Interesting, currently building a laravel app that implements angular and i was thinking about this the other day and how to interact with laravels own version.
with regards to the top bit of JS you could Laracasts https://github.com/laracasts/PHP-Vars-To-Js-Transformer to output this fro with in the class i used this today to do some js vars.
but it woudl be great to get feedback on the above to see if its worth implementing nice :-)
simondavies said:
Interesting, currently building a laravel app that implements angular and i was thinking about this the other day and how to interact with laravels own version.
with regards to the top bit of JS you could Laracasts https://github.com/laracasts/PHP-Vars-To-Js-Transformer to output this fro with in the class i used this today to do some js vars.
but it woudl be great to get feedback on the above to see if its worth implementing nice :-)
nice bundle but I think it's more cleaner/simple do like (at least in a spa)
Route::get('assets/base/scripts/config.js', array('as' => 'base.utils.jsconfig', 'uses' => 'App\Controllers\Base\UtilsController@jsConfig'));
namespace App\Controllers\Base;
use \App;
use \Config;
use \Input;
use \Response;
use \BaseController;
class UtilsController extends BaseController
{
public function jsConfig()
{
$js = 'var config = {};';
$response = Response::make($js, 200);
$response->header('Content-Type','application/javascript; charset=UTF-8');
return $response;
}
}
[but it woudl be great to get feedback on the above to see if its worth implementing nice :-)]
yeah up to now I don't see any security hole (even if the cookie value can be seen) but just waiting :) and all in all it seems better than other like http://www.laravel-tricks.com/tricks/angularjs-csrf-token-constant
I really appreciate your code-sharing, I'm gonna use it in my current project
Why not set the cookie on the server side with Response::withCookie()? (http://laravel.com/docs/4.2/requests#cookies)
Setting the cookie on the client side with javascript after the initial response doesn't seem to be so robust as doing it together with the initial response.
Also it's worth pointing out that the current release of laravel does this automatically so this guide now only applies to users of Laravel 4 - http://laravel.com/docs/5.1/routing#csrf-x-xsrf-token
Also, just to point out the obvious, but you never actually validate the XSRF token in your filter against the server token so it's completely useless.
Here is a stripped back version of what I'm doing.
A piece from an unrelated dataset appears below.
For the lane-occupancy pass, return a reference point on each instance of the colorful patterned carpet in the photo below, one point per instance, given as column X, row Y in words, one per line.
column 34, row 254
Critical feedback welcome.
public function foo()
{
// Build view
$response = View::make($view, $data);
// Set CSRF token cookie
$cookie = Cookie::make('XSRF-TOKEN', csrf_token(), null, null, null, null, false);
return Response::make($response, 200)->withCookie($cookie);
}
Route::filter('xsrf', function()
{
$cookie = Cookie::get('XSRF-TOKEN');
$header = Crypt::decrypt(Request::header('X-XSRF-TOKEN'));
$csrf_token = \Session::token();
if(is_null($header) || // No token in header? FAIL
$cookie !== $header || // Cookie and header don't match? FAIL
$header !== $csrf_token) // Header token invalid? FAIL
{
Log::warning('Invalid XSRF token. Received: "' + $header + '" Expected: "' + $csrf_token + '"');
return Response::make('Forbidden', 401);
}
});
Note that in the real thing the cookie has the secure flag set as the site is https only, but just in case someone copy/pastes this example without actually understanding it I'm not setting that flag here. If you are using https you should change the secure paramter to Cookie::make().